Image: Study of Charles Davey (1924-2017) aged 81, by Louise Courtnell. Photograph of Charles Davey, aged 21.
Plymouth Art Weekender 2019 will see the launch of a series of events marking the 40th anniversary of Lenkiewicz’s project on Old Age (1979). We begin with an exhibition at St Saviours Hall (27, 28, 29 September; open daily 11am-6pm, admission free) showing paintings by Louise Courtnell. The paintings are a selection from fifty of Courtnell’s studies of the elderly villagers of Kingsand and Cawsand, poignantly juxtaposed with youthful photographs of the sitters.
In keeping with the general theme of how the experience of ageing has changed over the past four decades, complementing Courtnell’s oil paintings will be previously unseen material from the Lenkiewicz archive. This includes sketches and biographical notes Lenkiewicz made between 1967-69 of elderly neighbours he befriended at his first Plymouth residences, together with the first known studies of vagrants such as ‘Bishop’ (Albert Fisher). In these notes and sketches we see Lenkiewicz deploying his ‘oral history’ method to engage with ‘the invisible people’ in society. In addition, sections of the project notebook on Old Age will be reproduced, giving an insight into the artist’s research.

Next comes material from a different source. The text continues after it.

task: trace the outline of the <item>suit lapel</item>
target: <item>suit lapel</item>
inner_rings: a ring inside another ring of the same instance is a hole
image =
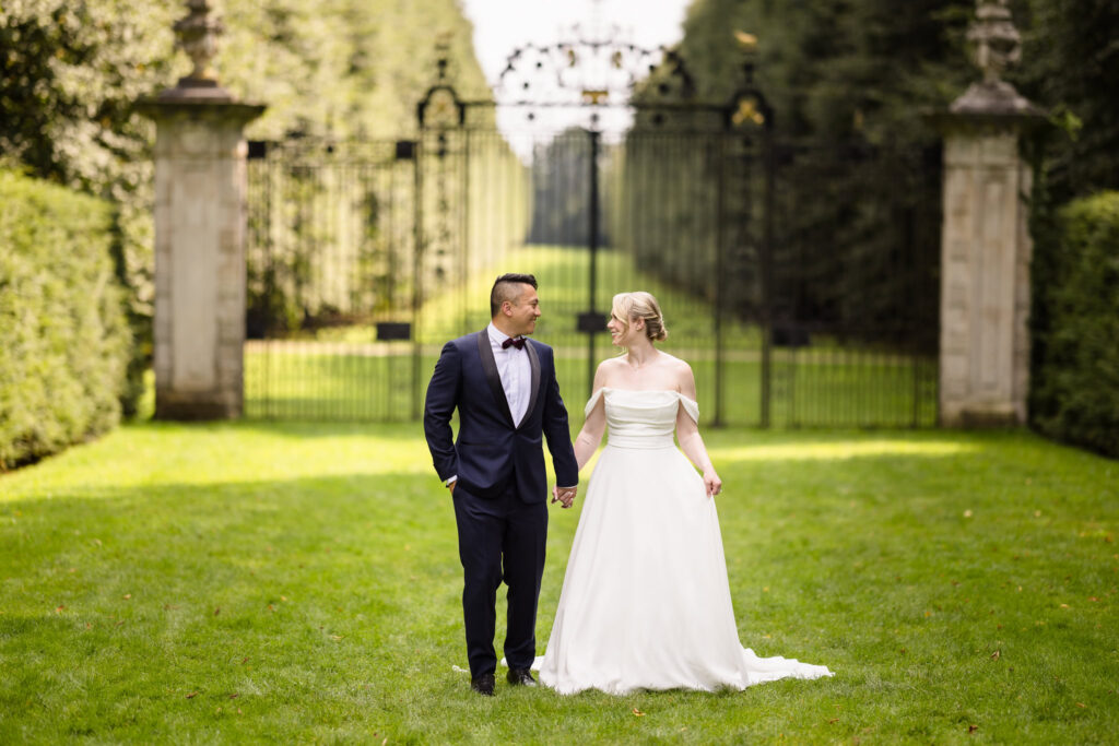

In the months that follow, the full 40th anniversary project will unfold, under the title ‘A Dance to the Music of Time’. Supported by a £10,000 grant from National Lottery Awards For All scheme to St Saviours CIC (http://stsaviourscic.org/), the events of ‘A Dance to the Music of Time’ will explore Lenkiewicz’s original project and link it to contemporary developments in the lives of the 90+ yrs community in Plymouth.
When Lenkiewicz set out to try to paint all the 100-year olds in Plymouth in 1979 he found very few sitters: there were barely 2,500 centenarians in the entire UK. That number had increased seven-fold by 2018 and has been projected to reach nearly half a million within 50 years, a demographic change that will have profound effects on all ages in society. ‘A Dance to the Music of Time’ hopes, therefore, to start a conversation about old age, a conversation that cannot begin too soon.
Louise Courtnell will give a tonal painting demonstration at St Saviours the weekend after Plymouth Art Weekender. Times and ticket booking will be announced in August here and on the CIC website.